Ricardo Rubilar de 58 años, padre de Juan Carlos Rubilar, el chico discapacitado desaparecido en Villa Mercedes, San Luis, siente que su hijo está con vida y aseguró que hasta que los resultados de ADN no estén, no pueden saber si se trata de su hijo.

“A nosotros nos dijeron que hasta que no estén los resultados de ADN no podemos saber si esos huesos son de mi hijo”, dijo Ricardo.

En diálogo con El Diario de la República, Ricardo se notició del último hallazgo de los investigadores: más huesos y cabellos en la siembra de "La Laura". "A nosotros nos dijeron que hasta que no estén los resultados de ADN no podemos saber si esos huesos son de mi hijo". Se refería a lo que el juez Alfredo Cuello y el fiscal Maximiliano Bazla le aclararon a su familia hace casi dos semanas sobre el hallazgo de los primeros restos. 

Juan Carlos Rubilar.

Las pericias genéticas pueden demorar no menos de cinco meses en revelar un resultado, sin embargo Ricardo Rubilar está convencido de que las partes óseas secuestradas no son del joven de 29 años. "Todos me han dicho que si alguien muere tendría que quedarle algo de la piel. Por eso es imposible que en cuatro meses y medio todo lo que quede de una persona sean esos huesos pelados y blancos que encontraron", explicó, de acuerdo a lo que unos amigos cazadores le contaron sobre cómo, después de mucho tiempo, los cuerpos de los animales quedan reducidos a esqueletos amarillentos y, más tarde, blanquecinos.

Juan Carlos Rubilar

Luego el hombre se sinceró de que su esperanza se mantiene intacta porque: "Yo siento que mi hijo aún está con vida, porque cuando alguien muere se manifiesta de alguna manera. Se mueven las cosas o uno presiente el espíritu de esa persona. Y yo no siento eso ahora."

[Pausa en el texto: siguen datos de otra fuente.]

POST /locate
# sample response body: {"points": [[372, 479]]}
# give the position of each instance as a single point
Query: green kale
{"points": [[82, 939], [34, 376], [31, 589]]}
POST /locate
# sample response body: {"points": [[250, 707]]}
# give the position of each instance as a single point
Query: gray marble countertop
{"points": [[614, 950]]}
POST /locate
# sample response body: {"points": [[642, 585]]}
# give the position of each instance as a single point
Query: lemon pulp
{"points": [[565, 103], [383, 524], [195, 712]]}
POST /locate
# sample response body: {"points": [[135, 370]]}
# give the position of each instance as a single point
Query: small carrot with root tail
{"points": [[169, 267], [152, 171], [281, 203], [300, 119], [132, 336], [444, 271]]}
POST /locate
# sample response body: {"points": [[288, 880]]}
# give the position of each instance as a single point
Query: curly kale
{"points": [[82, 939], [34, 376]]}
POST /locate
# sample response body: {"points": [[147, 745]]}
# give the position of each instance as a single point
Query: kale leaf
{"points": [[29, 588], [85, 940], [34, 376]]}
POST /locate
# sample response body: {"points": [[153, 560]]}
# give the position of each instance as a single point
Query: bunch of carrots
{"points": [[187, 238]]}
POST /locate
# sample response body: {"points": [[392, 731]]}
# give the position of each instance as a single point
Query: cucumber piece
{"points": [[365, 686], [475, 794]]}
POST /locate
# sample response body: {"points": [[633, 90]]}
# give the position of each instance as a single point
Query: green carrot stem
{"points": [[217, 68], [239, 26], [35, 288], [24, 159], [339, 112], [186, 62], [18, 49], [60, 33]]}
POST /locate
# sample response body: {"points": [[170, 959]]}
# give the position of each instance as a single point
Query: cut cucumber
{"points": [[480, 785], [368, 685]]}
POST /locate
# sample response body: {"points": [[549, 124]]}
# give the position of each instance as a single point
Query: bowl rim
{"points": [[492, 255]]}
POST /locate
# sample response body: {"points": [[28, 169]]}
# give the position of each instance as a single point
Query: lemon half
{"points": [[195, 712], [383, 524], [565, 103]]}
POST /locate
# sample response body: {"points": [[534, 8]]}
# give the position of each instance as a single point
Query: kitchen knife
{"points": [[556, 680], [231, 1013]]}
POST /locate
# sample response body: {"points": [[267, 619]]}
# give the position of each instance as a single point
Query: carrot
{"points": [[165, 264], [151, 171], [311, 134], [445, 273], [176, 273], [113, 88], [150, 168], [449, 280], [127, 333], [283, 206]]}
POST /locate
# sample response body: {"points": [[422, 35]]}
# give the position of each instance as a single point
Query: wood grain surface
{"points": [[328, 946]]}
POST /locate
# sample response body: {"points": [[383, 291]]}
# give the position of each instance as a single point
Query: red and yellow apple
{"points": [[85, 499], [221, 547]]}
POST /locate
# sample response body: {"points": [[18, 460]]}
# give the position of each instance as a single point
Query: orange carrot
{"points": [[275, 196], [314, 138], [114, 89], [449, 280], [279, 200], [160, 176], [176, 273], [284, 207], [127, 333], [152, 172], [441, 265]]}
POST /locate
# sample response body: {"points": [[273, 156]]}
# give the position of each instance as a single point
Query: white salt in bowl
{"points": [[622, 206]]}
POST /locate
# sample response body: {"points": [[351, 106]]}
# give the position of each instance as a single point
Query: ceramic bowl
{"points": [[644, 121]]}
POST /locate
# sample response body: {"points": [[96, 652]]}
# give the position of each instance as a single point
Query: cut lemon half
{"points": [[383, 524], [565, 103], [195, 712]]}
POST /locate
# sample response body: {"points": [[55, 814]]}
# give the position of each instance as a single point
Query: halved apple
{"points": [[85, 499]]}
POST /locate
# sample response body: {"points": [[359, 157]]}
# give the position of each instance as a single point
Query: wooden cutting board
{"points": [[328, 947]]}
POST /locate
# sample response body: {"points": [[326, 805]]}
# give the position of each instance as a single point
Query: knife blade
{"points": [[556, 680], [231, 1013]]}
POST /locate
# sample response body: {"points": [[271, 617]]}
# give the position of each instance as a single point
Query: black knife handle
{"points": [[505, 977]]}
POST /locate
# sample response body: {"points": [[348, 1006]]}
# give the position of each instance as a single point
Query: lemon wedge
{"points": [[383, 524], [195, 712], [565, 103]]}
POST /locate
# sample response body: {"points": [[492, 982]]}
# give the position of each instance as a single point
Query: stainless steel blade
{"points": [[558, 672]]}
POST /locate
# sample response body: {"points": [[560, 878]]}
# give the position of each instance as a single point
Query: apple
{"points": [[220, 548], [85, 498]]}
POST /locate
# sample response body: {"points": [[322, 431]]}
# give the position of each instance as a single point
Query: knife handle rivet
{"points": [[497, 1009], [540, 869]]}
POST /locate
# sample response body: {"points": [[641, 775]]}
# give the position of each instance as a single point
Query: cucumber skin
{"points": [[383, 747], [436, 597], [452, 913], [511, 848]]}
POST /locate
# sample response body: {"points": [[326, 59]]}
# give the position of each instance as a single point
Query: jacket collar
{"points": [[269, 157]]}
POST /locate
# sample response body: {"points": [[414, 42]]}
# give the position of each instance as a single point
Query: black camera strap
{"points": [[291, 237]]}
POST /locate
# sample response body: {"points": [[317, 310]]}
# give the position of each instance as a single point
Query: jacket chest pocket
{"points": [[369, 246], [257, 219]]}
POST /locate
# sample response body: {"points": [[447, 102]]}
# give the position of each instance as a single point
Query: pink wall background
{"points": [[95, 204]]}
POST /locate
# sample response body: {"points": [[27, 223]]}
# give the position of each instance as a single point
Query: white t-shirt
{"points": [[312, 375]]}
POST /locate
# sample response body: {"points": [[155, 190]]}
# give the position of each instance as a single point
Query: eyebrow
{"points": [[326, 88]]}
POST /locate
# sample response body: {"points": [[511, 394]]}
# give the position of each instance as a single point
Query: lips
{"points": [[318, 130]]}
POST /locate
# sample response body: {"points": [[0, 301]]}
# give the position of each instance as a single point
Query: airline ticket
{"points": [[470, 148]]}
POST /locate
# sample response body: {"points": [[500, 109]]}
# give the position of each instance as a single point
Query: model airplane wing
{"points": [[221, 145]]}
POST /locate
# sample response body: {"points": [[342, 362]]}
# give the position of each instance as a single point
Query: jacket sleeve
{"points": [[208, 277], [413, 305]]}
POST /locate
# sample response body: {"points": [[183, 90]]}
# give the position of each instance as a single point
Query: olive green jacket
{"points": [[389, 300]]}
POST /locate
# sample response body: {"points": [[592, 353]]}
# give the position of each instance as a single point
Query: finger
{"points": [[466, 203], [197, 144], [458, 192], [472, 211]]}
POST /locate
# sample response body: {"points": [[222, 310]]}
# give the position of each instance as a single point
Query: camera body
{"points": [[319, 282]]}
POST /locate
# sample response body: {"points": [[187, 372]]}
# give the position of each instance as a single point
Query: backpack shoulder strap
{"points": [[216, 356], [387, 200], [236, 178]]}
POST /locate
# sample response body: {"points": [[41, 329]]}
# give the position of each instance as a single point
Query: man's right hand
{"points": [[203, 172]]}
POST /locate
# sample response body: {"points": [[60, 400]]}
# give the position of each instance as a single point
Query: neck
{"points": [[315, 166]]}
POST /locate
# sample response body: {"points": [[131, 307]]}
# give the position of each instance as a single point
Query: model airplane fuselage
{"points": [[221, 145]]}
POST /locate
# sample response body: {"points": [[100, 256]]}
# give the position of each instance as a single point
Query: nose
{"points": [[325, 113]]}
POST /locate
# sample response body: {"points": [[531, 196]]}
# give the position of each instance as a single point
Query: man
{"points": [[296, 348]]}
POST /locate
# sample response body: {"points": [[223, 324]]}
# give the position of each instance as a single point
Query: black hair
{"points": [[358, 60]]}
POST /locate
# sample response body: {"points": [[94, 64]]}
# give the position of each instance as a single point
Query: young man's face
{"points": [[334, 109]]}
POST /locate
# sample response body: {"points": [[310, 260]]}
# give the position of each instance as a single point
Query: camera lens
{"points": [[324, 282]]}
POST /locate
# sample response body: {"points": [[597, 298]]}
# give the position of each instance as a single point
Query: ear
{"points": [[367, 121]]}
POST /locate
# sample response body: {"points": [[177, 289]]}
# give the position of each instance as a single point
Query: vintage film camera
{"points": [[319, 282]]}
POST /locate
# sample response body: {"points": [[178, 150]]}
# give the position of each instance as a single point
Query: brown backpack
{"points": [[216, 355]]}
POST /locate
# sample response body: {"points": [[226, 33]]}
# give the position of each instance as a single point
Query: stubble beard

Ante la cantidad de pruebas halladas, que indicarían que podría ser "Pupi", Ricardo explicó que por la remera encontrada, el día de su desaparición "hacía mucho calor, como 38 o 39 grados. A lo mejor, mi hijo se sacó la chomba, se la puso en el hombro y andaba en cuero", explicó. Respecto a la zapatilla roja, si bien reconoce que Juan Carlos pudo perderla en el camino, no está del todo seguro de que sea suya, porque su hija Jésica, que fue a la morgue a reconocer los elementos, le contó que el calzado que le mostraron estaba "muy viejo". "No puede ser de 'Pupi' porque nosotros hacía como veinte días que le habíamos comprado las zapatillas con las que andaba", aclaró. Además, los cordones del calzado que localizaron en el campo eran negros, mientras que los que usaba el chico al momento de su desaparición eran blancos, aseguró.